If MoM artificial hips had been compared to existing products in a randomized controlled trial, flaws would likely have emerged early. While most of the device failures take five years to develop, much longer than the duration of a typical clinical trial, data from the British National Joint Registry suggest there are signs of trouble much earlier. For women aged 60-69, the Registry the revision rate for cemented hips one year after initial insertion is .65%; the revision rate for metal on metal hips in this population is 1.42%, or more than double. By year three, the gap is even more impressive: 1.32% of cemented hips require revision compared to 4.11% of MoM joints, a near tripling of the rate.

Adequate pre-market testing would have raised red flags; systematic post-market surveillance, which is non-existent in the US, would have revealed any problems that had escaped early detection. The Australians, who maintain a Registry of all the artificial joints inserted in their population, observed a spike in surgical revisions after hip replacement in 2007, with the highest revision rates in MoM joints, and the British reported a similar finding based on their Registry soon afterwards. A US database, which would have been far larger, might have detected problems even more quickly.

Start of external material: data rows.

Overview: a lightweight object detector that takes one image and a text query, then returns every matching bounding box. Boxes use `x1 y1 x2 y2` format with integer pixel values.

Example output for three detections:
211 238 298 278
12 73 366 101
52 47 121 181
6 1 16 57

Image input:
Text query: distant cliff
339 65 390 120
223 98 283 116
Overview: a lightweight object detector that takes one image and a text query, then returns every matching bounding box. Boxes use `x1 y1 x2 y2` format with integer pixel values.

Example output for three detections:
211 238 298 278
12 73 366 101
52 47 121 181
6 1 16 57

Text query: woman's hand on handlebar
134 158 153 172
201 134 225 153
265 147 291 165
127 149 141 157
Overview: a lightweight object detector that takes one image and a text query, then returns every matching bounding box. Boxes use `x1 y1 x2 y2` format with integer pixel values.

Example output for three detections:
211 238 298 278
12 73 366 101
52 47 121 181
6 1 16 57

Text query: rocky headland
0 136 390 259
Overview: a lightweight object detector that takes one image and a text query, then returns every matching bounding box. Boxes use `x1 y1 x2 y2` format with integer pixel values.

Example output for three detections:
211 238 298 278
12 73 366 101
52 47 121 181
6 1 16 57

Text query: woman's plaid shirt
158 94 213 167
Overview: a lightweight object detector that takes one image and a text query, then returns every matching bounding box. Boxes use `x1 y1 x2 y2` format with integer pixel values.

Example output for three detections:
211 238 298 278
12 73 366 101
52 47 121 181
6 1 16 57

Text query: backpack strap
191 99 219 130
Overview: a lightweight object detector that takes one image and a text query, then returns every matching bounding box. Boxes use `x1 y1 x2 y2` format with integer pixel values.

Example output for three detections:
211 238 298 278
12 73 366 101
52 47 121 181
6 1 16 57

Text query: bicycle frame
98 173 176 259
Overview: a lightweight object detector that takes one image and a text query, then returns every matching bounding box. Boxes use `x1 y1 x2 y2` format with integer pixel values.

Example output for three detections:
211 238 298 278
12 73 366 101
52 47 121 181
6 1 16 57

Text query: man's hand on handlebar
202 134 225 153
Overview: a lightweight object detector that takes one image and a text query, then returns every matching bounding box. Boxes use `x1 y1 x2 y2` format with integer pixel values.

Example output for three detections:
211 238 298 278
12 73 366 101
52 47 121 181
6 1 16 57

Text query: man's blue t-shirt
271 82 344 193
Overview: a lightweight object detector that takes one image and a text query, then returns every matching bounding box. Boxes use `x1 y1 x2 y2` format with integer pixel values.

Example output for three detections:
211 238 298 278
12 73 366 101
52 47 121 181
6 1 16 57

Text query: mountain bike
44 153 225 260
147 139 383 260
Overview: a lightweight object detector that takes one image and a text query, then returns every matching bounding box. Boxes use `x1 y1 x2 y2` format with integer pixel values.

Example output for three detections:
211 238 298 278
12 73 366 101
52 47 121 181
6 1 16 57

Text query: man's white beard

Any rational observer would conclude that our story will have a happy ending: the recommendations of the IOM committee will be implemented by Congress, we will have a new improved regulatory process for medical devices. Tales such as the metal-on- metal hip fiasco will provide fodder for future historians who will write of the bad old days when corporate greed and medical wishful thinking led to needless suffering in hundreds of thousands of patients, at a cost of billions. But the reality is strikingly different. The IOM report was dead on arrival. In a shocking development, the report was viciously attacked even before it was released. As the NY Times put it in a July 27, 2011 article: “Allies of the medical device industry are waging an extraordinary campaign in Washington to discredit a coming report by one of the country’s pre-eminent scientific groups.” The article continued that business groups took “the highly unusual step of making a pre-emptive strike,” claiming that better regulation would “slow innovation, harm patients and cost jobs.” Industry does not want to modify the 510(k) process, substituting more thorough, time-consuming, and costly studies of potentially risky devices. Their lobbyists responded to the IOM report by barraging the media, Congress, and other thought-leaders with a blistering counter-attack. The result? Deafening silence in the halls of Congress, which would need to pass legislation to further amend the Food and Drug Administration Act.

The metal on metal hip story is not unique. A recent article in the Archives of Internal Medicine reviewing all FDA device recalls between 2005 and 2009 found that 71% of the devices recalled because they were felt to cause serious health problems or death had been approved by the 510(k) expedited review process. Patients who have been harmed by dangerous devices are busily trying to salvage their own health and are relying on the courts for monetary compensation for their injuries. But it is consumers who put pressure on government back in 1976 to demand regulatory protection from dangerous devices. It was consumers, reacting to dramatic examples such as deaths related to the Dalkon Shield, an intrauterine contraceptive device, who demanded and finally prevailed upon Congress to pass the Medical Device Amendments of 1976, for the first time giving the FDA jurisdiction over devices. How many more disasters will we need before we act again?